ReplyDeleteExcept in this case, the lectionary readings involving this phrase place that verse in the middle and not at the beginning of a lection (either Lk 22:1-39 or Lk 18.19, 29-40; 22.7-39). Also, in both lections the text still includes ειπε δε ο κυριος at this verse.
In addition, one should consider the need not only to shift the discourse from general to personal, but that the direct statement to Peter (ειπεν δε ο κυριος) is further balanced by Peter's follow-up response (22.33,ο δε ειπεν αυτω), then by Jesus' reply (22.34, ο δε ειπεν), and only after this interechange does the discourse move from individual back to general in 22.35 (και ειπεν αυτοις).

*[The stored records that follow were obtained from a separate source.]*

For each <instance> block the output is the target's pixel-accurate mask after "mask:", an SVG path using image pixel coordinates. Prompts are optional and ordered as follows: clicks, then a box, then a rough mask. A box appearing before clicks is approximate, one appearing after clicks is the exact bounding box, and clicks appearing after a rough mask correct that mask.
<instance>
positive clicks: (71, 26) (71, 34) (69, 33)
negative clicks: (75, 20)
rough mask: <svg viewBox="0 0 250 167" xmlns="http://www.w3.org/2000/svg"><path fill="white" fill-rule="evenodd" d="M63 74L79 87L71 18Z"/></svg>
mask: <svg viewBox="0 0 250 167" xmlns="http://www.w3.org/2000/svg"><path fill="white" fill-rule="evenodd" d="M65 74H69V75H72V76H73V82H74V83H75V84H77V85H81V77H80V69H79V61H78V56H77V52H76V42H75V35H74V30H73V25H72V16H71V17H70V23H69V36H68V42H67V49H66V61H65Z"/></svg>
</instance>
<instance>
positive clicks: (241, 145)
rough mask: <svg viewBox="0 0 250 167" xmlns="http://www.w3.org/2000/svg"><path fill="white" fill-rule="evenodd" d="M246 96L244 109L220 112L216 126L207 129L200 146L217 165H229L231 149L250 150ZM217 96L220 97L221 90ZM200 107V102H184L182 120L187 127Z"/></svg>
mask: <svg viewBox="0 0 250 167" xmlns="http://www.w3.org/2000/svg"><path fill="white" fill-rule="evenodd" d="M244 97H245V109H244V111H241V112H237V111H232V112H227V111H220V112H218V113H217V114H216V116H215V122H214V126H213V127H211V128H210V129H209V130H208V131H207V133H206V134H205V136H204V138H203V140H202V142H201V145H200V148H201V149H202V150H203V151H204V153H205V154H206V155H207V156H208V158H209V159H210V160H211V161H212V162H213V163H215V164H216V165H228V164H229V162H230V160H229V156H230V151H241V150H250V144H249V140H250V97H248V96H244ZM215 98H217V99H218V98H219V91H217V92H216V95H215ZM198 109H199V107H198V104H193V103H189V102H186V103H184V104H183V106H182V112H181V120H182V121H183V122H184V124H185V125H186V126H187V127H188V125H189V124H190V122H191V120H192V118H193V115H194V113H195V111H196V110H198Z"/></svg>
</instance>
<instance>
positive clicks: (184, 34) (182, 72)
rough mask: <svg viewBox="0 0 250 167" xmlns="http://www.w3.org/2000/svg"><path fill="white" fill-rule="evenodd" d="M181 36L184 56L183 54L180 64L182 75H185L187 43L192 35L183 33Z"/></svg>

That alone seems sufficient reason for the inclusion of the phrase at 22.31.
In addition, it should be recognized that ειπεν δε ο κυριος is exclusively Lukan (Lk 11.39; 12.42 Byz; 17.6; 18.6; 20.13; Ac 18.9), with the only (non-exact) near-parallel being ειπεν ο κυριος in the NA text of Mk 12.36 (where Byz reads λεγει ο κυριος).
I'm glad to recognize that. To round out the picture a bit, ειπεν ο κυριος is also in Matthew 22:44 as well as Luke 20:42 and Acts 2:34. ειπεν δε αυτω ο κυριος is in Acts 7:33. ο δε κυριος ειπεν is in Acts 9:5.

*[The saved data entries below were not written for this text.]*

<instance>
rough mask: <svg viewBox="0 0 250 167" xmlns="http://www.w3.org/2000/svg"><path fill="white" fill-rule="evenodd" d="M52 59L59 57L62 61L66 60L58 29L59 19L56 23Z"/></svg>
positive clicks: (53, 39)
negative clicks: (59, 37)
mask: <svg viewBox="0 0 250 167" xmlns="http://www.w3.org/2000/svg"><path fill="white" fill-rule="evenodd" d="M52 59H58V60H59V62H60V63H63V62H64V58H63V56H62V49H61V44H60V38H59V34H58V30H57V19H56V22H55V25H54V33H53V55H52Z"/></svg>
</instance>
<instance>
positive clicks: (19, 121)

DeleteIt seems the omission fits under the category of a variant with the "appearance of improvement with the absence of its reality" (WH 1:27) since the phrase appears unecessary but actually serves the function of chunking the discourse and slowing the reader down before the significance comment to Peter.
ReplyDeleteIsn't it true to say that the author would know this but likely a scribe wouldn't?
Kephalaia? Lections, rather.
ReplyDeleteIf D echoes a feature from a second-century form of the Western text in Lk 16:19 ("And He spoke another parable”) and Jn 14:1 ("And He said to His disciples,” I don't see why the possibility should be mechanically ruled out that this reading, too, if it did not originate as an early incipit in some early local lection-cycle, survived because it was used as one -- and this by the mid-300s.